A suite of R packages containing all of the data from MicrobiomeDB.org, and tools for analyzing and visualizing the same. It also supports importing data from the following formats:
- TreeSummarizedExperiment
- phyloseq
- BIOM
- QIIME2 output files
- Mothur output files
- dada2 output files
- HUMAnN output files
If you have questions or comments of any kind, join us on our Discord Community Server! We’d love to hear from you.
Installation
Use the R package remotes to install MicrobiomeDB. From the R command prompt:
remotes::install_github('microbiomeDB/MicrobiomeDB')
If you would like to import data from any format other than TreeSummarizedExperiment, you will also need to install mia from Bioconductor with:
if (!requireNamespace("BiocManager", quietly = TRUE))
install.packages("BiocManager")
BiocManager::install("mia")
Please note that Linux and MacOS with source-level installations require the ‘gsl’ system dependency for mia
.
On Debian or Ubuntu
sudo apt-get install -y libgsl-dev
On Fedora, CentOS or RHEL
sudo yum install libgsl-devel
On macOS (source installations are not common on macOS, so this step is not usually necessary)
brew install gsl
Usage
This package is intended to be used to explore the curated datasets from MicrobiomeDB.org, as well as your own datasets.
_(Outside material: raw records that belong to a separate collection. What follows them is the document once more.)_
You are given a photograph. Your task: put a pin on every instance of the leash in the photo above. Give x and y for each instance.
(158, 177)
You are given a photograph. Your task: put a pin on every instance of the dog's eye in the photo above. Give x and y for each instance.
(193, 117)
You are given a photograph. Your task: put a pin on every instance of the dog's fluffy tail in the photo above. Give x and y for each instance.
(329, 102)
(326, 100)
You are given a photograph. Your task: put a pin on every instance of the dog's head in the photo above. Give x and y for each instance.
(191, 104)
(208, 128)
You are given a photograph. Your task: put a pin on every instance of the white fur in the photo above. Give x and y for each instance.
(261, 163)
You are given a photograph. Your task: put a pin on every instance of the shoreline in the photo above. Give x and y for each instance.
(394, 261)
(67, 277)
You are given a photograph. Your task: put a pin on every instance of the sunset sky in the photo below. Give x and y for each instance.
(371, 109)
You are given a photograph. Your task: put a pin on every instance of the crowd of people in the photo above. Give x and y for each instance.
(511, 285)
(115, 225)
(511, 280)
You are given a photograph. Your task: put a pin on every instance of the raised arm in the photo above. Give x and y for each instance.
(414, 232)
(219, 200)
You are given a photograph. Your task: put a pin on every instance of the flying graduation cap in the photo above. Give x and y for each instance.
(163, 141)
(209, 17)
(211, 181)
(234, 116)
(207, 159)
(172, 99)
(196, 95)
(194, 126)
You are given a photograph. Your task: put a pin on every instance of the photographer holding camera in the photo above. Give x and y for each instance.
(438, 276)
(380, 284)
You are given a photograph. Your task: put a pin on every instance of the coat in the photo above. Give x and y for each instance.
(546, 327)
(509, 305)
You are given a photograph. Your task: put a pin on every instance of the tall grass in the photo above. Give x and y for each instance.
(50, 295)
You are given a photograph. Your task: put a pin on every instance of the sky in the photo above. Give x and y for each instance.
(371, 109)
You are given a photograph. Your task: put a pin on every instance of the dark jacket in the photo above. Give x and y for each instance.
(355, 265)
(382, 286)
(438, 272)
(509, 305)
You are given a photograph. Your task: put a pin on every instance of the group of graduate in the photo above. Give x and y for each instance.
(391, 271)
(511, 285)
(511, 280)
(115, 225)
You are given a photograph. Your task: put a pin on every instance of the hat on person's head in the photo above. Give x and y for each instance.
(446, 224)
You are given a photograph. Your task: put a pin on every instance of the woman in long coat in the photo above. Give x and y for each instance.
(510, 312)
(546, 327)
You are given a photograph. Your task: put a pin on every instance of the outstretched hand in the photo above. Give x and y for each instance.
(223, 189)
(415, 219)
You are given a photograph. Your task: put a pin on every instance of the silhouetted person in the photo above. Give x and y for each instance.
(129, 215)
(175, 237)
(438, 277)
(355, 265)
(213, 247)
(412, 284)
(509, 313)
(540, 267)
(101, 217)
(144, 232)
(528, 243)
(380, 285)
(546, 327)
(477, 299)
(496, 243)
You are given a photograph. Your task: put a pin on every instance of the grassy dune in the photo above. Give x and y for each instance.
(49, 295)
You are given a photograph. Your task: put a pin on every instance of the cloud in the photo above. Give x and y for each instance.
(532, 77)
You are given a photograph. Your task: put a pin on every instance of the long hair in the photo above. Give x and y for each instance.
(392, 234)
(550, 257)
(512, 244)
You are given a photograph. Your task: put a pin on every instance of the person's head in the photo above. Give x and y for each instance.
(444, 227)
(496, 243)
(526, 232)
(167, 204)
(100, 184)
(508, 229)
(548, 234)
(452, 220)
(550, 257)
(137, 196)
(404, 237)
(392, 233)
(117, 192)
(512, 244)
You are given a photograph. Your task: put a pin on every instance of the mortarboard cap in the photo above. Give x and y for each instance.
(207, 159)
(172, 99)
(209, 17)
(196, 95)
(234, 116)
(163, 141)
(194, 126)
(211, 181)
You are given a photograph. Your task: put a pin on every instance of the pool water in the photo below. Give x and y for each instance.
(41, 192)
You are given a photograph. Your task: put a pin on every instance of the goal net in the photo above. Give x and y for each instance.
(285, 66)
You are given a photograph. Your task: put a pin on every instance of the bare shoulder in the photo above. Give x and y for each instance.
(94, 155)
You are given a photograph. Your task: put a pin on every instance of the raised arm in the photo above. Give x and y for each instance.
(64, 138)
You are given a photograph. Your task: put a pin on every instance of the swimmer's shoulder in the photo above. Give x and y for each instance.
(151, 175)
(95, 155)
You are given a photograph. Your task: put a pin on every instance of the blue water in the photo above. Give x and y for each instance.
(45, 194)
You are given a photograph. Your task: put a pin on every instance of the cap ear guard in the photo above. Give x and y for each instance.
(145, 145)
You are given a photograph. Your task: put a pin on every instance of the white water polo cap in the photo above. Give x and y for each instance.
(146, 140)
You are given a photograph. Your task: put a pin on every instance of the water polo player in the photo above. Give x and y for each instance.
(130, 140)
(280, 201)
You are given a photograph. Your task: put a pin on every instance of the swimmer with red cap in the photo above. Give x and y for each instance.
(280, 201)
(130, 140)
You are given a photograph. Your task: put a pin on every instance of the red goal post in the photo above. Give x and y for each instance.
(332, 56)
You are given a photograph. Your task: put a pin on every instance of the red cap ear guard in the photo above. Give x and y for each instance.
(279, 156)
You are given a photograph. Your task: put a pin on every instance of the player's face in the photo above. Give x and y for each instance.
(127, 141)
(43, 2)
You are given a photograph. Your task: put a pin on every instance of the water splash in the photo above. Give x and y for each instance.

It comes pre-packaged with the same functions used to power the analysis tools from the website. Functions to facilitate easily importing data from phyloseq objects, TreeSummarizedExperiment objects and .biom files (among others) are available.
This package is paired with a dedicated data package called microbiomeData which includes a number of pre-built MbioDataset
objects representing the curated data from the MicrobiomeDB.org website. You can see their names like:
remotes::install_github('microbiomeDB/microbiomeData')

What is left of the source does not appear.